Bullring — Love & Racing @ Rillito Park

Historic Rillito Park in Tucson,in the shadow of the Catalinas

At the turn of the last century (that’s 1900), Memphis was home to a lively race track called Montgomery Park.  The little oval was situated on what was then the outskirts of town, with a small but well-used grandstand.  The races were part of the larger Mid-South Fair, which attracted spectators from all walks of life, from all the surrounding states.  The upper-crust people from the “Victorian Village” neighborhood stood shoulder to shoulder with the country folks from Arkansas.   A quick search of the archives (oh mighty Google, what would I do without you?) turned up among the entries and results a story about a gunfight that broke out in the crowd during one afternoon’s races.  The shooting “in the presence of a crowd of five thousand created a sensation.”

(Oh yes, some things never change)

Horse en route to the paddock.

I’ve often wondered what it was like to be there at my hometown’s meet, nothing fancy, just local racing and the cross-section of society having a good time.

Rillito Park is probably the closest I’ll get to the days of the Memphis Jockey Club.

The tiny oval located less than ten minutes from campus is where I’ve spent my weekends since the meet began Jan. 16.  Parking is free, admission to the grandstand is free, programs are cheap, the crowds are friendly and you really can get close-up to the action.

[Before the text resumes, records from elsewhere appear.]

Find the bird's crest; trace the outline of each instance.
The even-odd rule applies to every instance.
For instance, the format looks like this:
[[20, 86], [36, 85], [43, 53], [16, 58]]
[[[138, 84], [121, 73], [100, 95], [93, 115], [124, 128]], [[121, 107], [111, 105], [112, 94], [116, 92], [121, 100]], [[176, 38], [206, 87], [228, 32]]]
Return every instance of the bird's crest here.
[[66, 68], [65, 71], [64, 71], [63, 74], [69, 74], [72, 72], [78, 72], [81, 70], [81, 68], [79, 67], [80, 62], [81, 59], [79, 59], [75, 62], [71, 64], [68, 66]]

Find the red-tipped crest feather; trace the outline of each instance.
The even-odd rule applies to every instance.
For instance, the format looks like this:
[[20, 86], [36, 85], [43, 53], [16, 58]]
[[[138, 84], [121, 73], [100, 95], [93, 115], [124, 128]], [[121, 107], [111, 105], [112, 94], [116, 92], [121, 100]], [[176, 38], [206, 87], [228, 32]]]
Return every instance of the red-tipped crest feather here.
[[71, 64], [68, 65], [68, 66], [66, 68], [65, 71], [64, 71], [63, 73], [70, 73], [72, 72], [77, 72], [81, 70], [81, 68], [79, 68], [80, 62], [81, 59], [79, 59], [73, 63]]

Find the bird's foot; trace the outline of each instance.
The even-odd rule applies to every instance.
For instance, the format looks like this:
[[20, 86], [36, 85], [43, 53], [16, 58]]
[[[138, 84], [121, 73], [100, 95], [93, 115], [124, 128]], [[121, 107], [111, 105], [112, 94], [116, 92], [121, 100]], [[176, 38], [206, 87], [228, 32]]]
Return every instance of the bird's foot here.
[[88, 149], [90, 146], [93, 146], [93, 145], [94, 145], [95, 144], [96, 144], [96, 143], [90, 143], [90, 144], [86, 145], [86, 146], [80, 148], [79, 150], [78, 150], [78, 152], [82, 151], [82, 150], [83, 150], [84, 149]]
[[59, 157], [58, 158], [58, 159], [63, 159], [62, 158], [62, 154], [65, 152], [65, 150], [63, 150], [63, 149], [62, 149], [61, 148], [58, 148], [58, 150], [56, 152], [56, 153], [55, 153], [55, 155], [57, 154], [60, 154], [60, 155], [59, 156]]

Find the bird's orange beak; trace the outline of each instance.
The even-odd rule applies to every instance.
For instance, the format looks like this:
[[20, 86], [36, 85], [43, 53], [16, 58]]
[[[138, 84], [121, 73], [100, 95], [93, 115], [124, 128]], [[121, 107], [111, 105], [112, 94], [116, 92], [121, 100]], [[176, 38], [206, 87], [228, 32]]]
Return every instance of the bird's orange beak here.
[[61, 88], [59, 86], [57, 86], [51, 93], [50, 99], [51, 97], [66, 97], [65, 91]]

I went opening day with my boyfriend, a native Tucsonan who had never been to the track.  We spent all afternoon running from the paddock to the windows to the rail for the races, with some exciting moments in-between.

At the chain-link paddock fence before the first race, I pointed out details about the horses and explained a little about what the data was all about in the program.  Many of the horses looked like they had come from colder climates and had fuzzy coats but all of them were well-groomed and on their toes.

RTIP classmate Ernesto Avalos leads Divalicious from the paddock to the track at Rillito.

By far, the best-looking horse in the field of 8 was a chestnut named Southern Irish: he was taller, more muscled and had a sleeker coat than any of his rivals.  Boyfriend also being Irish, that sealed the deal.

I made a couple of notes on the program and decided what sort of wager to place, then went up to the window and boyfriend watched in awe as I told the teller my bet.  I assured him he’d be as good at it by the end of the day, and we headed to the rail.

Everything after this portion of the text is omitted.